The story is told from the point of view of Ben (Parry Shen), a hardworking, “nice” kid. He studies hard, is active in school activities, takes care of his pet fish, worries about getting into a good college, lusts after a cheerleader—and, in his spare time, boosts computer equipment from big-box stores with his goofy pal Virgil (Jason Tobin) and Virgil’s laconic cousin Han (Sung Kan). It is, he explains in the narration, something to do.

When an unexpected, disillusioning turn of events makes Ben bitter, he drifts more seriously into crime. He and his friends team up with suave Daric (Roger Fan) in an escalating series of scams that earn them plenty of money and an aura of dangerous glamour.
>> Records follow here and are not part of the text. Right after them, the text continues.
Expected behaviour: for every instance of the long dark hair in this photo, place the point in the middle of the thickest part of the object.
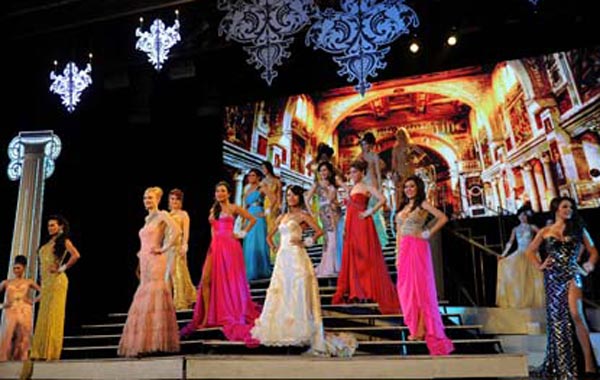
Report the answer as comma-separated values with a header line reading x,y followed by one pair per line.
x,y
573,226
60,240
217,206
269,167
296,190
419,198
331,177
They never let their schoolwork or activities flag, however; they may be stealing high-tech equipment or peddling dope by night, but they still find time to practice for school debate competitions or collect donations for food drives by day.

This may sound absurd, but that is not how it plays out on screen. As Ben cheerfully notes, as long as their grades are OK, no one pays any attention to them. The film makes the audience believe this.

Things get out of hand as Ben spends more time with the cheerleader, an Asian adoptee wonderfully named Stephanie Vandergosh (Karin Anna Cheung) and her ultrarich, condescending boyfriend Steve (John Cho). Stephanie is the object of Ben’s chaste devotion, and the sexual tension and class rage prove a volatile mix. When Steve, in a fit of hubris, hires Ben’s gang—by this point, there’s no other word for them—to teach his wealthy parents a lesson, events spin out of control.

Lin’s work is suggestive of two of the more influential filmmakers of the last 20 years in Better Luck Tomorrow. He deftly uses the shock violence and flashbacks that made Quentin Tarentino a star; Lin’s scene in which two characters are lounging in the sun over a backyard gravesite is especially Tarentino-esque. Lin also pays specific homage to David Lynch and Blue Velvet in the film’s opening sequence: Iconic, all-American images in slow-motion are immediately followed by closeups of rotting flesh and bugs. (He also casts the original suburban everyboy—the Beaver himself, Jerry Mathers—in a bit as a fatuous biology teacher.)

Lin’s vision is his own, however. Better Luck Tomorrow presents an upper-middle-class world in which overachievers are criminals and still succeed within the system; where the race and class wars are as vicious at the top of the economic heap as they are at the bottom; and where kids are amoral but not completely soulless. This is as far away from Tarentino’s ironic, nonpolitical stance as it is from Lynch’s belief in the reality of absolute good and evil. It will be interesting to see where Lin goes from here.